Void-Navigator is an innovative space navigation simulator that combines the classic A* path planning algorithm with real-time near-Earth object data from NASA. Its core goal is to enable a virtual spacecraft to safely navigate from Earth to Mars through a dynamic environment of real asteroids. Developed as part of the Spring 261 CSE 3812 (E) - Artificial Intelligence Lab course, this project demonstrates the practical application of AI algorithms in solving real-world path planning challenges.

## Project Background & Overview

**Project Details**: 
- Author/Maintainer: rahad404
- Source: GitHub (link: https://github.com/rahad404/Void-Navigator)
- Release Date: 2026-06-13

**Core Purpose**: 
The project creates an immersive environment where users guide a virtual spacecraft through a 2D grid filled with obstacles derived from NASA's real asteroid observations. Each run presents a unique challenge due to the dynamic nature of the data.

**Key Feature**: Direct integration with NASA's NeoWS API to fetch real-time asteroid data as navigation obstacles.

## Core Methods: A* Algorithm & Hazard System

**A* Algorithm Implementation**: 
- Node Class: Models grid cells with g (actual cost), h (heuristic cost), f (total cost = g+h), parent reference, and hazard weight.
- Heuristic Function: Defaults to Octile distance (optimal for 8-direction movement).
- Priority Queue: Uses Python's `heapq` for efficient node selection.

**Grid System**: 
- 40x40 grid with 8-direction movement (orthogonal cost:1.0, diagonal cost:~1.414).
- Supports dynamic obstacle management and grid reset.

**Hazard Weight Mechanism**: 
- Creates progressive danger zones around obstacles using distance decay (weight = cost_increment/distance).
- Simulates gravity traps and debris fields; cost calculation includes hazard weight.

**Cost Formula**: tentative_g = current.g + step_cost + neighbor.hazard_weight

## NASA Data Integration & Offline Fallback

**NeoWS API Usage**: 
- Endpoint: https://api.nasa.gov/neo/rest/v1/feed
- Data Fetch Flow: Construct URL → send HTTP request (5s timeout) → parse JSON → map to grid coordinates.

**Data Mapping**: 
- Extracts: ID, name, diameter (avg of min/max), velocity, hazard status.
- Coordinate Generation: Uses MD5 hash of asteroid ID for deterministic, uniform grid placement.

**Offline Backup**: 
- Includes 16 famous asteroids (e.g., Apophis, Bennu, Ceres) for network failure scenarios.

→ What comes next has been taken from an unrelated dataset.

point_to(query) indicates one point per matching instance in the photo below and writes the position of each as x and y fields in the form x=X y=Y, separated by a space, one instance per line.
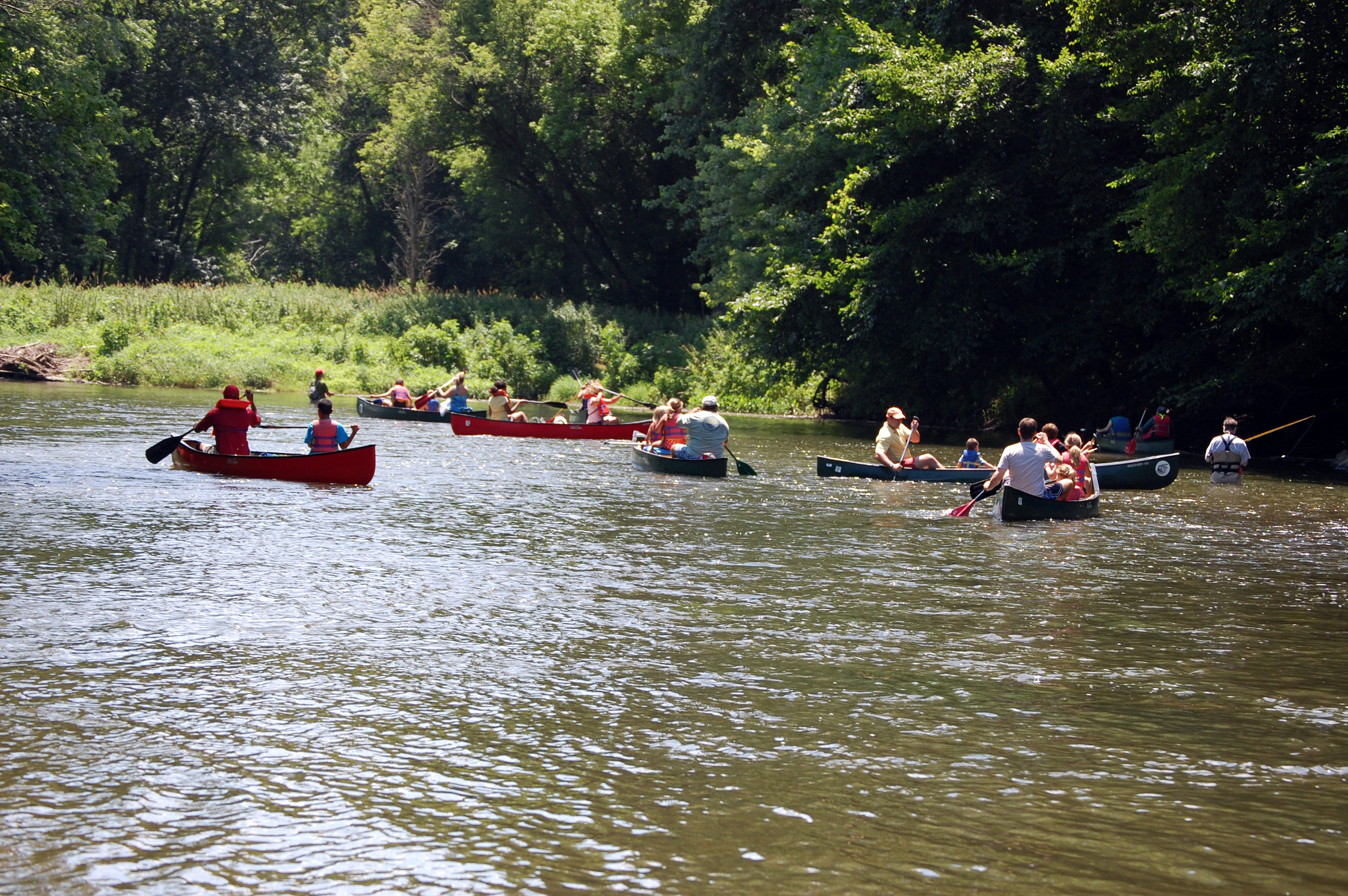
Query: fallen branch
x=38 y=362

## Immersive Deep Space Catalog

**Stellar Data**: 
- Famous stars: Sirius (brightest), Vega (summer iconic), Betelgeuse (red supergiant), Polaris (navigation reference).
- Each entry includes spectral type, apparent magnitude, and distance.

**Deep Space Objects**: 
- Galaxies: Andromeda (nearest large galaxy).
- Nebulae: Orion Nebula (star formation), Crab Nebula (supernova remnant).

These elements enhance the visual immersion of the simulation.

## Key Design Decisions & Robustness

**Coordinate Strategy**: 
- MD5 hash ensures same asteroid ID maps to same grid position.
- Avoids boundary areas (margin=3) and start/end zones (Earth at 5,5; Mars at grid_size-6, grid_size-6).

**Error Handling**: 
- API failure → graceful fallback to offline data.
- Network timeout (5s) to prevent UI freeze.
- Clear error messages for missing environment variables (e.g., NASA API key).

## Educational Value & Future Extensions

**Educational Concepts**: 
- Search algorithms (A* implementation and heuristic design).
- Data integration (API calls and exception handling).
- Visualization preparation (grid system for Pygame).
- Physical simulation (hazard weight for continuous space effects).

**Future Extensions**: 
- Add dynamic obstacles (moving asteroids).
- Support multi-spacecraft collaborative planning.
- Introduce fuel constraints or other optimization goals.
- Include more celestial types (comets, satellites).

## Project Summary & Impact

Void-Navigator successfully merges classic AI algorithms with real-world astronomical data to create an educational and entertaining space navigation simulator. It demonstrates the practicality of A* in dynamic environments and showcases robust engineering practices (modular design, error handling). The project bridges theoretical AI concepts with real data, making it a valuable learning tool for AI students.